Team Basil resisted the temptation of an Indian meal and sat ourselves down at the Rough Guide recommended Am Hundewinkel. The owner, who waited on us, spoke excellent English and explained that their food was not German, but Austrian! Close enough We both had a starter and main course which were absolutely enormous and by the end we were both full to bursting point. The food was excellent and we can thoroughly recommend it.
It also gave us an insight into recommendations in guidebooks. This restaurant was recommended in our Rough Guide to Germany which we bought about 15 months ago. The owner of the restaurant explained that they had only been running the restaurant for less than a year and before that it had been closed for two years! Fortunately for us the new iteration is still great.
Our journey to Dresden was only 14 miles and passed without incident. We parked up on one of the several Stellplatz set up by Dresden for motorhomers (51.044350, 13.744126). Our Stellplatz is €14 for 24 hours, with electricity extra. There are also full facilities for emptying and filling but they costs extra too. It is only about 500 metres from the old town, so ideally situated. It is, of course, full of motorhomes bringing money into the Dresden economy, so it’s win win.
Dresden was historically one of the most culturally rich of German cities, with Electors of Saxony, in particular Augustus the Strong, who was also King of Poland, building some of the most magnificent Baroque buildings in Europe. As most people will know nearly all of this was destroyed in bombing raids by the British and Americans in early 1945 and the firestorm that followed. In addition between 20,000 and 30,000 people were killed.
After the war the East German authorities did little to restore the city and in fact cleared areas of architectural importance to make way for their modern city plans. The icon of Dresden, the Church of Our Lady was just left as a heap of rubble for 40 years, for all to see either as, depending who’s telling the story, an implied criticism of the capitalist West who had carried out the bombing, or as a warning against war.
Following German re-unification most of the major buildings have been magnificently restored, using as much as possible of the original materials. The streets in the old town have been reconstructed in line with the old street plan with the houses and shops being built using modern techniques but with replica baroque facades.

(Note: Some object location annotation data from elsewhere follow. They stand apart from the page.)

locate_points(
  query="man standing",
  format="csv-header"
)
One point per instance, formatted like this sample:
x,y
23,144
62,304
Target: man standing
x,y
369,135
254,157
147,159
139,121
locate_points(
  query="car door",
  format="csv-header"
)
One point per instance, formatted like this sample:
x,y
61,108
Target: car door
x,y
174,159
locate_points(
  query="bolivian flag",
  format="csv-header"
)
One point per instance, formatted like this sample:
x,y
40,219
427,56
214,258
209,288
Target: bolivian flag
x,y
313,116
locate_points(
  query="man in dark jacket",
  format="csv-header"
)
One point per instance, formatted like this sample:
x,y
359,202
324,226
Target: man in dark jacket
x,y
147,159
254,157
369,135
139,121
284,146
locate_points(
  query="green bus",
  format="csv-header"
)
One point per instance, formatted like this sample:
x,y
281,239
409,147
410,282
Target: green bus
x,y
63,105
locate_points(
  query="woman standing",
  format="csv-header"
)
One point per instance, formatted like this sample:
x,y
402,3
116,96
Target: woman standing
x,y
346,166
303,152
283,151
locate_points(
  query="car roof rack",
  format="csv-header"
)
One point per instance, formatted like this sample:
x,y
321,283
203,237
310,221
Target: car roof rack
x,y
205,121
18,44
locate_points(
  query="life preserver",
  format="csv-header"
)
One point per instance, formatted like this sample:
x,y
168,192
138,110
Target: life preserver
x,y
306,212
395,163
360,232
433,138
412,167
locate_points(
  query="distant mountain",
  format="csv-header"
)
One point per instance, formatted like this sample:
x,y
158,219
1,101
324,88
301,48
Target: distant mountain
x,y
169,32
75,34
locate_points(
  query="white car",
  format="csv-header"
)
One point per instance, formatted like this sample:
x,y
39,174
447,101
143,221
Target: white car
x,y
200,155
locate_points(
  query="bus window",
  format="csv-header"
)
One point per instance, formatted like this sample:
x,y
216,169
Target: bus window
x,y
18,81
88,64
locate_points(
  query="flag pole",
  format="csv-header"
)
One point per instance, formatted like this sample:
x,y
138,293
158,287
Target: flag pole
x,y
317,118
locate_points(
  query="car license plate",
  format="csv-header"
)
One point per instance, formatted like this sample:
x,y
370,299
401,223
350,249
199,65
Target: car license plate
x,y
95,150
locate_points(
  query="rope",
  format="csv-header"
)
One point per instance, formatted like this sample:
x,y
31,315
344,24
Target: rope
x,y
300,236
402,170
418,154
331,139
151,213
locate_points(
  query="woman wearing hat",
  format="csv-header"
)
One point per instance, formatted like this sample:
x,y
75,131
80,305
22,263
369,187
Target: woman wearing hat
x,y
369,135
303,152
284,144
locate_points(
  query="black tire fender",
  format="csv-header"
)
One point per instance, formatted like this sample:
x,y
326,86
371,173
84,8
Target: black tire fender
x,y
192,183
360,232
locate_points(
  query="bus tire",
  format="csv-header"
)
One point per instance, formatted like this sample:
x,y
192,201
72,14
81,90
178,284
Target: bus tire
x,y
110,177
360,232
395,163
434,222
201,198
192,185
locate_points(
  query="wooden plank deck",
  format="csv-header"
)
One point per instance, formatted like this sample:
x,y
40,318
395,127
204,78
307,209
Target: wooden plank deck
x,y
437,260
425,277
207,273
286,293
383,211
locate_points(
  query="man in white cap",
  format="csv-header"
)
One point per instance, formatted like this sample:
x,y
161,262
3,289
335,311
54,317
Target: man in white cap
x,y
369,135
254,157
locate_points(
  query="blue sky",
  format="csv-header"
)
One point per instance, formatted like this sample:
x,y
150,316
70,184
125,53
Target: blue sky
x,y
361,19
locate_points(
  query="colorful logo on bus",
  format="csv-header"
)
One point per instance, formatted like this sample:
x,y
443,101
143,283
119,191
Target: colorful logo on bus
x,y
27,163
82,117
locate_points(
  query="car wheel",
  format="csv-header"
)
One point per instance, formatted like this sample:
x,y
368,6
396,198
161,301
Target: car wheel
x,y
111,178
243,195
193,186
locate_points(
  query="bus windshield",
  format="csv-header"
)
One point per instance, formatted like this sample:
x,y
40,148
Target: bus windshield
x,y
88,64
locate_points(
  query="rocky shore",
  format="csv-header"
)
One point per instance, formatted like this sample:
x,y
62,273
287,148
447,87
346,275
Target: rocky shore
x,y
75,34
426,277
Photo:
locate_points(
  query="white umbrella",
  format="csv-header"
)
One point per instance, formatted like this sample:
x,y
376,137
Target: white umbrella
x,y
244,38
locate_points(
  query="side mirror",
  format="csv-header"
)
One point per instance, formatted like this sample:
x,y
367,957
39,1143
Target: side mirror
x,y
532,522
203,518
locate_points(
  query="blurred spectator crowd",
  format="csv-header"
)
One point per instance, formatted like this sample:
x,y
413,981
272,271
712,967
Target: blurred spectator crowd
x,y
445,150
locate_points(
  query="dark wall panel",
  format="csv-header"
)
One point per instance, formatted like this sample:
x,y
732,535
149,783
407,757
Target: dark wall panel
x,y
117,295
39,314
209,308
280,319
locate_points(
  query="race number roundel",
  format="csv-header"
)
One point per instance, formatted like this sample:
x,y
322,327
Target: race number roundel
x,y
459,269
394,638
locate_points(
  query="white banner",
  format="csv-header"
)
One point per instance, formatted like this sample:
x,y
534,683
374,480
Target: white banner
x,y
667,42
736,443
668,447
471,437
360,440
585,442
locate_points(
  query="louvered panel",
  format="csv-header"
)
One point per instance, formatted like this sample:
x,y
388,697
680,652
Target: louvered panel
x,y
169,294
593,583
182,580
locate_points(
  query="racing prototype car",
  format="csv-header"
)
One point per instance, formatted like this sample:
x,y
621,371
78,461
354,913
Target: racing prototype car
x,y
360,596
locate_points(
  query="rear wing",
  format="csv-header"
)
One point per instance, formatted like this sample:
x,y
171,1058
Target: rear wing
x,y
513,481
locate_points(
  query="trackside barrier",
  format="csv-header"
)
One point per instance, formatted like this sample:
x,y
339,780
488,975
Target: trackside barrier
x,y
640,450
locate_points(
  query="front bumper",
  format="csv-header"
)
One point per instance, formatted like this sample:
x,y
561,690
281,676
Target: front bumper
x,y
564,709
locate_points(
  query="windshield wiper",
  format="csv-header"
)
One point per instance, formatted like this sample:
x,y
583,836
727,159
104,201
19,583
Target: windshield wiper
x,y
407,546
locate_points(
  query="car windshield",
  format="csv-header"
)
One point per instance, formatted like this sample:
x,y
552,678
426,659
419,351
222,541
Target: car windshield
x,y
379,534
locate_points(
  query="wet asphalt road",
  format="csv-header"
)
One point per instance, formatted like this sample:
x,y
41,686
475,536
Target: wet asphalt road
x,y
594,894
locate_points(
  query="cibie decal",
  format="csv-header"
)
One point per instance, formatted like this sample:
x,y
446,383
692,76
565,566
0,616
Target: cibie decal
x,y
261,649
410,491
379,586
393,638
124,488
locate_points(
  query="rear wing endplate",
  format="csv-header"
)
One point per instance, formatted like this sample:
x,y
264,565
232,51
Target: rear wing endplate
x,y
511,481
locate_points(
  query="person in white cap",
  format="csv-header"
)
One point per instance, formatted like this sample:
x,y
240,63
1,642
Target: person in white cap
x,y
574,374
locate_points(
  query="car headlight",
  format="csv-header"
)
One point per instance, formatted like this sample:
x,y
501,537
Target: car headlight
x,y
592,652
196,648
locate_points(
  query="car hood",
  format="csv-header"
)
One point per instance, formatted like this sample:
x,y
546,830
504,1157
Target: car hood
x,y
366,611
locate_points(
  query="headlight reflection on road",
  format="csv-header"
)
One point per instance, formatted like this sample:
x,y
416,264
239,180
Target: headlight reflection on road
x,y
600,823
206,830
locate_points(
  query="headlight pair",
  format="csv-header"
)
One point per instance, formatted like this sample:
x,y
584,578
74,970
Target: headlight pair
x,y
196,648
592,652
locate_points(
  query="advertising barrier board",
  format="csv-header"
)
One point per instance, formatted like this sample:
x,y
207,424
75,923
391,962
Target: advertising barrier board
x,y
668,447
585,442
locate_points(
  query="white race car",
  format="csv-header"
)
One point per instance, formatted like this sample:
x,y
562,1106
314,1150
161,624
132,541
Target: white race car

We chose to see the city with a walking tour. This time it was not free, but the €12 charge was much the same as we would give as a tip at the end of a free tour. Our tour guide was University College London Graduate, who grew up in Dresden, spoke excellent English and was an entertaining and knowledgeable group leader.
As we walked amongst the old buildings: the Cathedral, Church of our Lady, Opera House, Palace, pleasure gardens and others, we were given an introduction to Dresden’s history in particular regarding Augustus the Strong; details of the controversial bombing in a balanced way; and information about the reconstruction.
We had a thoroughly enjoyable day and the restored monumental buildings are magnificent. It is not possible for a layman to tell that they have been rebuilt. In some ways Dresden is strangely less attractive, in my eyes than the smaller German towns we have been looking round. The big squares, broad boulevards and enormous monumental buildings give the city a less intimate feel.
For those who visit Dresden for more than a day, and without dogs, there are also some world class museums and art galleries in the city and I could easily see Dresden fully occupying a long weekend.
We retreated back to Basil in the late afternoon and have not yet decided whether we will push on to Prague tomorrow or instead have a day or two relaxing on a campsite before we tackle Prague.